Édito | L’État reprend sa place, la démocratie retrouve son horizon

Il suffit d’écouter les rues et les échanges dans les quartiers pour mesurer l’ampleur des difficultés que traverse Haïti. De cette réalité s’impose une exigence de plus en plus forte : le retour d’un État présent, fort et capable d’imposer l’ordre. C’est dans cette direction que le gouvernement dirigé par le Premier ministre Alix Didier Fils-Aimé engage son action, à travers le rétablissement progressif de la sécurité et la restauration de l’autorité publique sur l’ensemble du territoire.

Cette orientation se traduit par une priorité clairement assumée : reprendre progressivement le contrôle de la sécurité et rouvrir la voie à un retour à la vie démocratique. Deux chantiers indissociables, car sans sécurité, il n’y a ni école stable, ni économie active, ni élections crédibles.

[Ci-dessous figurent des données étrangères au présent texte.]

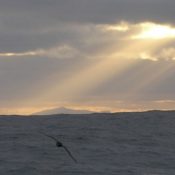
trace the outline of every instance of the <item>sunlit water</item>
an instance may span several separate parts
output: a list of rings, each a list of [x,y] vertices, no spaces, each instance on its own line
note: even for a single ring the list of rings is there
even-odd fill
[[[0,174],[173,175],[175,112],[2,116]]]

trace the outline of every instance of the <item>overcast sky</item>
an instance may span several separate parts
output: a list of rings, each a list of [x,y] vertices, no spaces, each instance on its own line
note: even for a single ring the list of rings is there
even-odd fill
[[[174,109],[174,0],[0,0],[0,114]]]

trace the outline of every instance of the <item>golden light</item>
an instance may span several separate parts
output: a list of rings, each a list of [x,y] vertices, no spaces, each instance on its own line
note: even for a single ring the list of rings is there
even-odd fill
[[[151,22],[141,23],[141,33],[132,36],[132,39],[166,39],[175,38],[175,28],[169,25]]]

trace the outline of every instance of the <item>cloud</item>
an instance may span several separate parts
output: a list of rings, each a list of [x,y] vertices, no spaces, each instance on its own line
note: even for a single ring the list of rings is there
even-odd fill
[[[173,101],[174,5],[1,0],[0,108],[143,109]]]

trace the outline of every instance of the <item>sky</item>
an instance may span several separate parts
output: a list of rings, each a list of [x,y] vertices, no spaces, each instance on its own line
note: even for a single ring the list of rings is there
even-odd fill
[[[0,114],[175,108],[174,0],[0,0]]]

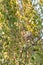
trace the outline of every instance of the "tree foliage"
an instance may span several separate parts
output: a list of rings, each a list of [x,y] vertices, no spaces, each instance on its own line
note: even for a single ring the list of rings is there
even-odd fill
[[[0,65],[43,65],[43,0],[0,0]]]

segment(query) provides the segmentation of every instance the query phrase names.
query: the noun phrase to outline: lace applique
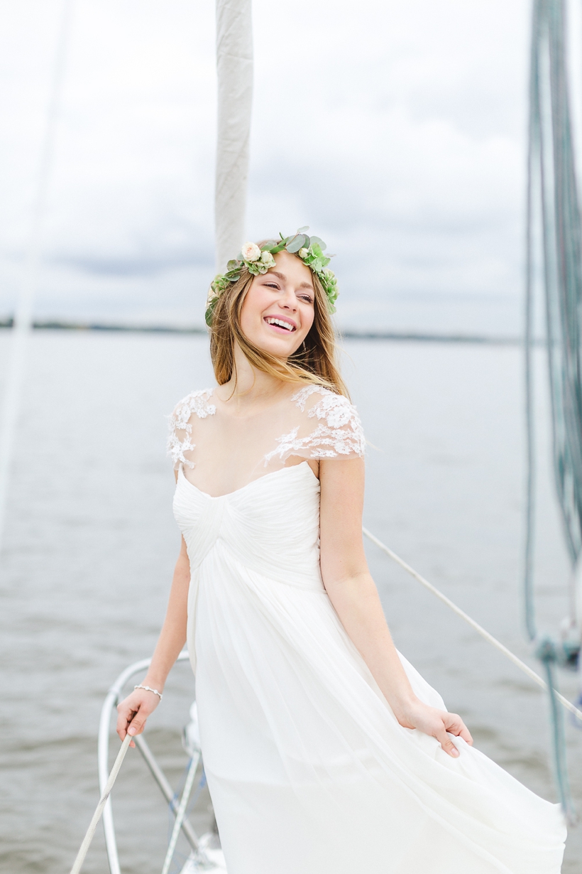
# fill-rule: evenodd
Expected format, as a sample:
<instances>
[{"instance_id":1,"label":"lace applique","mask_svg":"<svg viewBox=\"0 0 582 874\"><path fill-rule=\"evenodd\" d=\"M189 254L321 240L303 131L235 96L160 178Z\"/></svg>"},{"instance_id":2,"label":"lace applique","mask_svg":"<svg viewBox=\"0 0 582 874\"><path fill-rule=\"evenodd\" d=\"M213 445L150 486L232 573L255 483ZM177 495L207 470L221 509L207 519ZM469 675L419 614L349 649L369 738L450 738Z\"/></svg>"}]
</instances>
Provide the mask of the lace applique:
<instances>
[{"instance_id":1,"label":"lace applique","mask_svg":"<svg viewBox=\"0 0 582 874\"><path fill-rule=\"evenodd\" d=\"M361 457L364 454L364 431L356 408L347 398L321 385L306 385L294 394L291 400L304 413L308 399L315 392L321 395L321 399L307 411L307 416L320 420L320 424L306 437L298 437L298 425L279 437L277 449L265 455L265 464L275 455L284 460L289 455L304 454L305 450L311 450L310 458L319 459L352 454Z\"/></svg>"},{"instance_id":2,"label":"lace applique","mask_svg":"<svg viewBox=\"0 0 582 874\"><path fill-rule=\"evenodd\" d=\"M190 439L192 437L192 426L189 420L193 413L195 413L198 419L206 419L207 416L215 414L216 406L209 403L212 393L213 389L211 388L192 392L180 401L170 416L168 454L172 456L175 468L181 463L186 464L188 468L194 468L194 461L188 461L187 458L184 458L185 452L194 449L194 443ZM180 440L176 431L186 432L183 440Z\"/></svg>"}]
</instances>

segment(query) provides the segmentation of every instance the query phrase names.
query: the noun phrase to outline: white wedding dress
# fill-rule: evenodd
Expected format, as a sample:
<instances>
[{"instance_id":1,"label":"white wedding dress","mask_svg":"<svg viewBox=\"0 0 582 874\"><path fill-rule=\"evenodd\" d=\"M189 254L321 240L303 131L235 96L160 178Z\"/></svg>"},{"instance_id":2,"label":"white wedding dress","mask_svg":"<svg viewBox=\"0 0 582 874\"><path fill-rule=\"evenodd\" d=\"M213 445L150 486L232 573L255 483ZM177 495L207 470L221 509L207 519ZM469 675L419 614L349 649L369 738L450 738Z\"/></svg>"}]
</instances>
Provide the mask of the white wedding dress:
<instances>
[{"instance_id":1,"label":"white wedding dress","mask_svg":"<svg viewBox=\"0 0 582 874\"><path fill-rule=\"evenodd\" d=\"M319 482L302 459L363 454L349 402L308 386L238 419L196 392L175 411L169 447L229 874L558 874L559 808L461 739L452 759L400 725L325 593ZM416 695L444 708L401 658Z\"/></svg>"}]
</instances>

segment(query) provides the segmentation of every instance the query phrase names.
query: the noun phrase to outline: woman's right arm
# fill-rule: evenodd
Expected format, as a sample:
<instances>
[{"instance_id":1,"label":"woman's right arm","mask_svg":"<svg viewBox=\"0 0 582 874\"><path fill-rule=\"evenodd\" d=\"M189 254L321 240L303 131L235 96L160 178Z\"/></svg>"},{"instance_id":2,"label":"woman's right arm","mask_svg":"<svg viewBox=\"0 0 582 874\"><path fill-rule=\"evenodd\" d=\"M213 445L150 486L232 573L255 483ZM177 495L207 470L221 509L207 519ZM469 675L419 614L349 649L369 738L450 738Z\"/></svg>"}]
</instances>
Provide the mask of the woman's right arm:
<instances>
[{"instance_id":1,"label":"woman's right arm","mask_svg":"<svg viewBox=\"0 0 582 874\"><path fill-rule=\"evenodd\" d=\"M190 585L190 562L186 543L181 538L180 555L174 571L172 588L166 612L166 619L154 651L149 669L141 681L142 685L151 686L161 692L170 669L186 642L186 621L188 612L188 590ZM160 704L154 692L135 689L117 708L117 733L121 740L126 734L141 734L146 719ZM135 746L132 740L130 746Z\"/></svg>"}]
</instances>

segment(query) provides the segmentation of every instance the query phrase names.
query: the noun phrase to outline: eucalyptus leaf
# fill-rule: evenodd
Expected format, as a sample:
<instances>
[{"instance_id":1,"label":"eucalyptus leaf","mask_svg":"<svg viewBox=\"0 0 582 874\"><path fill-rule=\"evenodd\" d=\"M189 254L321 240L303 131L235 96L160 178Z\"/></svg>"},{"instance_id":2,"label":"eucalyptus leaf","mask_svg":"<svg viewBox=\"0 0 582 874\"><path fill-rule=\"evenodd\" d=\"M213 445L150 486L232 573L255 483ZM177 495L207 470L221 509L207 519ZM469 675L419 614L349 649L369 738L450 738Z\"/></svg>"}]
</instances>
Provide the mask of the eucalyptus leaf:
<instances>
[{"instance_id":1,"label":"eucalyptus leaf","mask_svg":"<svg viewBox=\"0 0 582 874\"><path fill-rule=\"evenodd\" d=\"M321 250L327 248L327 244L324 243L321 237L312 237L312 246L317 245Z\"/></svg>"},{"instance_id":2,"label":"eucalyptus leaf","mask_svg":"<svg viewBox=\"0 0 582 874\"><path fill-rule=\"evenodd\" d=\"M291 243L287 244L285 248L287 252L294 255L299 251L299 249L303 249L305 244L305 234L298 233L298 235L293 239L291 239Z\"/></svg>"}]
</instances>

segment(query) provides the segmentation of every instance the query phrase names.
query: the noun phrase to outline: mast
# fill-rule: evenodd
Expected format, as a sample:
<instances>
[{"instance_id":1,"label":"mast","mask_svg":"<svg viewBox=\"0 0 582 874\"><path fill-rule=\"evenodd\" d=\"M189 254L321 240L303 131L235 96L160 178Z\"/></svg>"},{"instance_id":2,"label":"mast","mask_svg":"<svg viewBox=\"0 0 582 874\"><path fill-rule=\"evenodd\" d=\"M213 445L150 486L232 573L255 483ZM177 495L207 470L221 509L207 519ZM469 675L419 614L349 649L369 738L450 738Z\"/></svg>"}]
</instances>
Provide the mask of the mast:
<instances>
[{"instance_id":1,"label":"mast","mask_svg":"<svg viewBox=\"0 0 582 874\"><path fill-rule=\"evenodd\" d=\"M216 273L244 240L253 89L251 0L216 0Z\"/></svg>"}]
</instances>

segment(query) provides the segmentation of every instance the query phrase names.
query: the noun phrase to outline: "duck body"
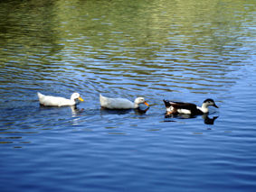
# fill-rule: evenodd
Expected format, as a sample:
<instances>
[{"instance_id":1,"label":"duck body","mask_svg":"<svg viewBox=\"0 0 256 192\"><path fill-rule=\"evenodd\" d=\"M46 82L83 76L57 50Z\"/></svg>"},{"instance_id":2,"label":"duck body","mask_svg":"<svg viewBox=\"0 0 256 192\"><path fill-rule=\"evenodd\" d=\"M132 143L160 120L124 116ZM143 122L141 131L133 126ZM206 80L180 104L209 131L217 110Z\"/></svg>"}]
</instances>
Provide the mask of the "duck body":
<instances>
[{"instance_id":1,"label":"duck body","mask_svg":"<svg viewBox=\"0 0 256 192\"><path fill-rule=\"evenodd\" d=\"M196 105L191 103L174 102L174 101L167 101L165 99L164 99L164 103L166 107L166 115L179 114L197 115L197 114L204 114L209 113L208 106L210 105L218 108L214 101L210 98L204 100L202 106L197 106Z\"/></svg>"},{"instance_id":2,"label":"duck body","mask_svg":"<svg viewBox=\"0 0 256 192\"><path fill-rule=\"evenodd\" d=\"M100 94L100 103L101 107L108 109L136 109L139 107L139 104L145 104L148 106L143 97L137 97L134 102L131 102L127 98L111 98L103 96L101 94Z\"/></svg>"},{"instance_id":3,"label":"duck body","mask_svg":"<svg viewBox=\"0 0 256 192\"><path fill-rule=\"evenodd\" d=\"M79 93L73 93L70 99L61 97L61 96L45 96L41 93L37 93L39 103L44 106L67 106L67 105L75 105L78 101L83 101L80 96Z\"/></svg>"}]
</instances>

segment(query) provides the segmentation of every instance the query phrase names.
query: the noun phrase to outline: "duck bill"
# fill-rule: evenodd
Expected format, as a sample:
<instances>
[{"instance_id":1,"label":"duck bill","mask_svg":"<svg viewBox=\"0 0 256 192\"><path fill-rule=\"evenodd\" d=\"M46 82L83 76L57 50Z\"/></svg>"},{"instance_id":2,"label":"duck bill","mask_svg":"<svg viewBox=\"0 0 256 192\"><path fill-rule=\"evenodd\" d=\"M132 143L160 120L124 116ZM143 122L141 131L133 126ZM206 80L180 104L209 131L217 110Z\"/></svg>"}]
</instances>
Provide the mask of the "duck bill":
<instances>
[{"instance_id":1,"label":"duck bill","mask_svg":"<svg viewBox=\"0 0 256 192\"><path fill-rule=\"evenodd\" d=\"M80 97L78 97L78 99L80 100L80 101L83 101L83 99L80 96Z\"/></svg>"},{"instance_id":2,"label":"duck bill","mask_svg":"<svg viewBox=\"0 0 256 192\"><path fill-rule=\"evenodd\" d=\"M144 104L145 104L147 106L149 106L149 105L148 105L147 102L144 102Z\"/></svg>"}]
</instances>

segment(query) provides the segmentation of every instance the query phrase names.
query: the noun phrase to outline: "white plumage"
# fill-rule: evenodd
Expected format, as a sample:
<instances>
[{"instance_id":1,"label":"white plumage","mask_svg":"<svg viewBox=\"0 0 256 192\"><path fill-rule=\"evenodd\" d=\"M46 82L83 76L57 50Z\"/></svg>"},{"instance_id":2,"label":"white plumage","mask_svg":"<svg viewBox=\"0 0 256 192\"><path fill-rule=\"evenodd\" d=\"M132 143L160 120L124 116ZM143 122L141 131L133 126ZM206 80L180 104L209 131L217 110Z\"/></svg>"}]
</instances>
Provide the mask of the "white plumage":
<instances>
[{"instance_id":1,"label":"white plumage","mask_svg":"<svg viewBox=\"0 0 256 192\"><path fill-rule=\"evenodd\" d=\"M44 106L65 106L75 105L77 99L83 101L79 93L73 93L70 99L61 96L44 96L41 93L37 93L38 99L41 105Z\"/></svg>"},{"instance_id":2,"label":"white plumage","mask_svg":"<svg viewBox=\"0 0 256 192\"><path fill-rule=\"evenodd\" d=\"M108 109L136 109L138 108L139 104L145 104L148 106L143 97L137 97L134 102L131 102L126 98L110 98L100 94L100 102L102 107Z\"/></svg>"}]
</instances>

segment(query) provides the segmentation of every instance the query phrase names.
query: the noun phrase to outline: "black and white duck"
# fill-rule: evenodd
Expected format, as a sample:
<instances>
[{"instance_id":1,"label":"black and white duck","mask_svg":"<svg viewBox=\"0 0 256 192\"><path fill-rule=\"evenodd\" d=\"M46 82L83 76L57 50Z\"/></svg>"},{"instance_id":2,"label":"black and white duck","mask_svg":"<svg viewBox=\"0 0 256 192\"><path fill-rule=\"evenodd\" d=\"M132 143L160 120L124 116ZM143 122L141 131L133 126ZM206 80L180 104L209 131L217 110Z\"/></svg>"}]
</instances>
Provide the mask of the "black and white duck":
<instances>
[{"instance_id":1,"label":"black and white duck","mask_svg":"<svg viewBox=\"0 0 256 192\"><path fill-rule=\"evenodd\" d=\"M45 96L39 92L37 93L37 96L40 105L44 106L71 106L75 105L78 103L78 100L83 101L79 93L73 93L70 99L61 96Z\"/></svg>"},{"instance_id":2,"label":"black and white duck","mask_svg":"<svg viewBox=\"0 0 256 192\"><path fill-rule=\"evenodd\" d=\"M185 114L190 115L204 114L209 113L208 106L214 106L216 108L219 108L215 105L215 102L211 98L205 99L203 102L202 106L197 106L196 105L191 103L167 101L165 99L164 103L166 107L166 116L171 114L175 115L179 114Z\"/></svg>"}]
</instances>

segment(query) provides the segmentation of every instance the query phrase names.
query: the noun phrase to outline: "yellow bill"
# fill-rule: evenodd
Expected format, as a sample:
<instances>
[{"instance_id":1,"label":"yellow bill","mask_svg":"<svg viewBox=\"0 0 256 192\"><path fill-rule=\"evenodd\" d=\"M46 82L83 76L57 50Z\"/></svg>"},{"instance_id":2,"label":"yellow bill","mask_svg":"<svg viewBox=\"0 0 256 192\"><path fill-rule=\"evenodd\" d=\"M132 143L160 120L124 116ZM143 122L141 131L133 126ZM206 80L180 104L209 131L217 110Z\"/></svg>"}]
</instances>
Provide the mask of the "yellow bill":
<instances>
[{"instance_id":1,"label":"yellow bill","mask_svg":"<svg viewBox=\"0 0 256 192\"><path fill-rule=\"evenodd\" d=\"M80 97L78 97L78 99L80 100L80 101L83 101L83 99L80 96Z\"/></svg>"}]
</instances>

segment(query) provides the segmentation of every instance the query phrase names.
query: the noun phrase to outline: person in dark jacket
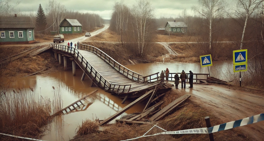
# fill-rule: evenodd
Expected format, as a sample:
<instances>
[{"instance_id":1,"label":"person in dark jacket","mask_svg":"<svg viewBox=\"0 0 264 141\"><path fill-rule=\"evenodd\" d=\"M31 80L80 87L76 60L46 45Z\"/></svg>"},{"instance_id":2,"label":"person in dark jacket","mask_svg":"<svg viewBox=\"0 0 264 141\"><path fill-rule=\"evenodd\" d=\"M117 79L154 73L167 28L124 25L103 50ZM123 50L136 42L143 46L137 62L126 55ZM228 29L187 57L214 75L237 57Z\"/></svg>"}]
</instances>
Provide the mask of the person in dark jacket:
<instances>
[{"instance_id":1,"label":"person in dark jacket","mask_svg":"<svg viewBox=\"0 0 264 141\"><path fill-rule=\"evenodd\" d=\"M161 71L161 73L160 73L160 78L161 79L161 82L164 82L164 78L165 77L165 75L164 75L164 72L163 70Z\"/></svg>"},{"instance_id":2,"label":"person in dark jacket","mask_svg":"<svg viewBox=\"0 0 264 141\"><path fill-rule=\"evenodd\" d=\"M175 80L174 84L175 84L175 87L176 89L178 89L178 85L179 85L179 81L180 80L178 73L176 73L176 74L174 75L174 79Z\"/></svg>"},{"instance_id":3,"label":"person in dark jacket","mask_svg":"<svg viewBox=\"0 0 264 141\"><path fill-rule=\"evenodd\" d=\"M189 87L192 88L193 85L193 73L191 70L189 72L190 72L190 76L189 76L189 83L190 84L190 86Z\"/></svg>"},{"instance_id":4,"label":"person in dark jacket","mask_svg":"<svg viewBox=\"0 0 264 141\"><path fill-rule=\"evenodd\" d=\"M180 76L180 78L181 79L181 81L182 81L182 89L183 88L183 83L184 83L184 88L186 86L186 79L187 79L187 74L184 71L184 70L182 70L182 72L181 73L181 75Z\"/></svg>"}]
</instances>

Sur le terrain, la présence de l’État se réaffirme dans des zones où son autorité s’était effritée. Des espaces publics retrouvent progressivement un fonctionnement normal, encore fragile mais tangible. Pour une population éprouvée par l’instabilité, ces signes concrets pèsent davantage que les discours.

La visite du sous-secrétaire d’État américain Christopher Landau au Palais national confirme l’attention soutenue de la communauté internationale sur la situation haïtienne. Les échanges avec les autorités s’inscrivent dans une logique de coordination sur les enjeux de sécurité et de stabilisation. L’administration du président Donald Trump affiche un intérêt marqué pour la consolidation des institutions haïtiennes, tandis que l’action du Chargé d’affaires Henry T. Wooster accompagne ce mouvement diplomatique.

Lors de la cérémonie de clôture de la Première Conférence internationale sur le droit et l’administration des opérations électorales en Haïti, le Premier ministre a directement interpellé les forces vives du pays. Devant les partenaires internationaux et les acteurs institutionnels, il a appelé les intellectuels, juristes, universitaires et professionnels à s’impliquer davantage dans la vie publique.

Sa question reste centrale : pourquoi les compétences nationales sont-elles si peu présentes dans les compétitions électorales, du Sénat aux collectivités territoriales ? Cette réalité pèse directement sur la qualité de la gouvernance et sur la crédibilité des institutions.

Le Palais national, qui a accueilli cette rencontre, symbolise lui-même cette évolution. Il incarne le retour progressif de l’État dans ses lieux de décision, après une période de fragilité institutionnelle marquée.

Haïti reste fragile, mais un mouvement est désormais engagé : celui d’un État qui reprend sa place et d’un gouvernement qui avance avec constance sur les deux piliers essentiels que sont la sécurité et la stabilité institutionnelle.

Dans cette phase déterminante, l’action du Premier ministre Alix Didier Fils-Aimé s’impose comme un repère de continuité et de responsabilité. Le cap est maintenu, les priorités sont clairement définies, et la trajectoire engagée vise le rétablissement durable de l’autorité de l’État et le retour effectif à une démocratie pleinement fonctionnelle.